Монтегю Штерн нагнулся, собираясь поцеловать ее. И в это мгновение зазвонил телефон. Он выпрямился с раздраженным и удивленным выражением лица. Сняв трубку, он прислушался.
Сначала Констанца не обратила внимания на этот звонок, который, как она предположила, касался его дел. Затем поведение Штерна – его изменившееся лицо, странные вопросы, которые он задавал, – встревожило ее. Она повернулась бросить взгляд на своего мужа. Подойдя поближе, она попыталась опознать голос – голос женщины. Когда Штерн положил трубку, она кинулась к нему.
– Это была Мод?
– Да.
– Ты ей давал этот номер?
– Нет. Должно быть, Гвен дала.
– Как она посмела звонить! – Констанца топнула ножкой. – Что случилось? В противном случае она бы не позвонила.
– Что-то случилось…
– И видно, это тебя не обрадовало, что бы там ни было! Это деньги? Или она заболела?
– Нет. – Повернувшись, Штерн опустился на диван. Он молчал.
Констанца, оцепенев, смотрела на мужа. Кинувшись к нему, она опустилась рядом с ним на колени и сжала его руки в своих.

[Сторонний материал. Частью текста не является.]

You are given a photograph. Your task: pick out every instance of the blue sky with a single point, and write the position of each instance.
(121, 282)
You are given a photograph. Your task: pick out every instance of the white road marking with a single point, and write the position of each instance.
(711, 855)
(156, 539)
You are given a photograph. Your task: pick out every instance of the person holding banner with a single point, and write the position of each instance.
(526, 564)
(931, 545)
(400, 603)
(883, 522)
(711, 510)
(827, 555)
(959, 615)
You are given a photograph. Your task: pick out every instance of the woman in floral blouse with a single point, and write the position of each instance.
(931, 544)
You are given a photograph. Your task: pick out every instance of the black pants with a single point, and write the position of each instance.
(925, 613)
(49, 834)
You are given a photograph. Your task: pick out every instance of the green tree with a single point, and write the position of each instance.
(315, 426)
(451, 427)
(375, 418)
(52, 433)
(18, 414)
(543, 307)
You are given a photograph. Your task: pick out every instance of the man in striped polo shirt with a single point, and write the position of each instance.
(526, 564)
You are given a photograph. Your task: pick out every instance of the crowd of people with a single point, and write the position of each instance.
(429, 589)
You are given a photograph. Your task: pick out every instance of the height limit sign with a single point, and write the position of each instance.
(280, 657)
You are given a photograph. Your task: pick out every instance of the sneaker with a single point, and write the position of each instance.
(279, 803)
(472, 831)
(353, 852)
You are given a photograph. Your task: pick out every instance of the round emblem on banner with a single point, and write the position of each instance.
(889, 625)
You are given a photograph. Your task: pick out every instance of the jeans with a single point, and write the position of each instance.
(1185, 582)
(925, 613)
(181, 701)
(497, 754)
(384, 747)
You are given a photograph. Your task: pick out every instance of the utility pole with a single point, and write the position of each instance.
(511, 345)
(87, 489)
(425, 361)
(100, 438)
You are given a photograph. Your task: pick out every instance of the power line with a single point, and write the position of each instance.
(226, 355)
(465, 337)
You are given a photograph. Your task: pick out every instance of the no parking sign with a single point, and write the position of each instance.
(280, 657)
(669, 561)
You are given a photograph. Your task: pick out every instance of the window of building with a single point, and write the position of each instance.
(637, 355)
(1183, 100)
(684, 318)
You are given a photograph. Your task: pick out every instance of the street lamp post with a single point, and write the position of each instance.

– Ох, Монтегю, прости. Я такая глупая и ревнивая. В чем дело? Случилось что-то ужасное? Быстрее расскажи мне, а то я начинаю бояться.
– Случилось нечто странное.
– Плохое?
– Я не уверен.
– Это касается меня?
– Боюсь, что да.
– Расскажи мне.
– Как ни странно, – сказал он, – это имеет отношение к пещерам.
Часть шестая
ИСЦЕЛЕНИЕ
1
Когда я была ребенком, история выздоровления отца была моей любимой колыбельной сказкой. «Пожалуйста, – молила я мать, – расскажи мне ее еще раз». И Джейн соглашалась: она рассказывала мне о пещерах, о ее уверенности,
Не могу припомнить, сколько мне было лет, когда я догадалась, что имеется и другая версия этой истории, которую моя мать обычно опускала. Конечно, к двенадцати или тринадцати годам я поняла, что у людей было разное мнение по поводу выздоровления моего отца.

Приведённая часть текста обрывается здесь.